- Release: 1997; 29 years ago
- Stable release: v9.1 / November 15, 2016; 9 years ago
- Operating system: AIX, Windows Server, Solaris, HP-UX, Linux on x86
- Type: Transaction monitor
- License: Proprietary
- Website: www-03.ibm.com/software/products/en/txseries/

= IBM TXSeries =

Customer Information Control System environment

IBM TXSeries for Multiplatforms is a distributed CICS (Customer Information Control System) online transaction processing (OLTP) environment for mixed language applications.

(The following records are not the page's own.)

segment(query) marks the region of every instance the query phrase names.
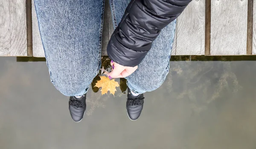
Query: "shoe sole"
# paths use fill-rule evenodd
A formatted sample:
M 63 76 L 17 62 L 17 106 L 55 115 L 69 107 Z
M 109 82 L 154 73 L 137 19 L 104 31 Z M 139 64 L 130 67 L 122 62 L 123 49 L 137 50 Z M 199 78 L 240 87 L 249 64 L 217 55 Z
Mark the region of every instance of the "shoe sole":
M 132 120 L 131 119 L 131 118 L 130 118 L 130 116 L 129 116 L 129 115 L 128 114 L 128 111 L 127 111 L 127 109 L 126 109 L 126 113 L 127 113 L 127 116 L 128 116 L 128 117 L 129 118 L 129 119 L 130 119 L 131 120 L 131 121 L 136 121 L 137 120 L 137 119 L 138 119 L 138 118 L 137 118 L 137 119 L 136 119 L 136 120 Z
M 74 121 L 74 122 L 76 122 L 76 123 L 78 123 L 78 122 L 80 122 L 81 121 L 82 121 L 82 120 L 83 119 L 83 118 L 84 118 L 84 114 L 85 114 L 85 112 L 86 112 L 86 110 L 84 111 L 84 115 L 83 116 L 83 118 L 82 118 L 82 119 L 81 119 L 81 120 L 78 121 L 74 121 L 73 119 L 72 119 L 72 120 L 73 120 L 73 121 Z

TXSeries was introduced by IBM's Transarc subsidiary in 1997 and bundled CICS version 2.1.2 with Encina, MQSeries middleware, Lotus Domino Go web server, and other software.

TXSeries is a transaction server available on AIX, Linux x86, Windows Server. It shares similar design principles and some functions with CICS on z/OS.

End of 2006 saw a major release of TXSeries V6.1, simplifying the product by removing the DCE and Encina components and introducing a new graphical web-based administration console.

IBM TXSeries V9.1 introduced features to create RESTful APIs to extend existing applications for mobile and cloud, and to extend traditional applications in Java Enterprise Edition (EE) and deploy them on IBM WebSphere Application Server.

In July 2019, IBM announced IBM CICS TX on Cloud, a version of TXSeries that is aimed at cloud deployment and runs in containers.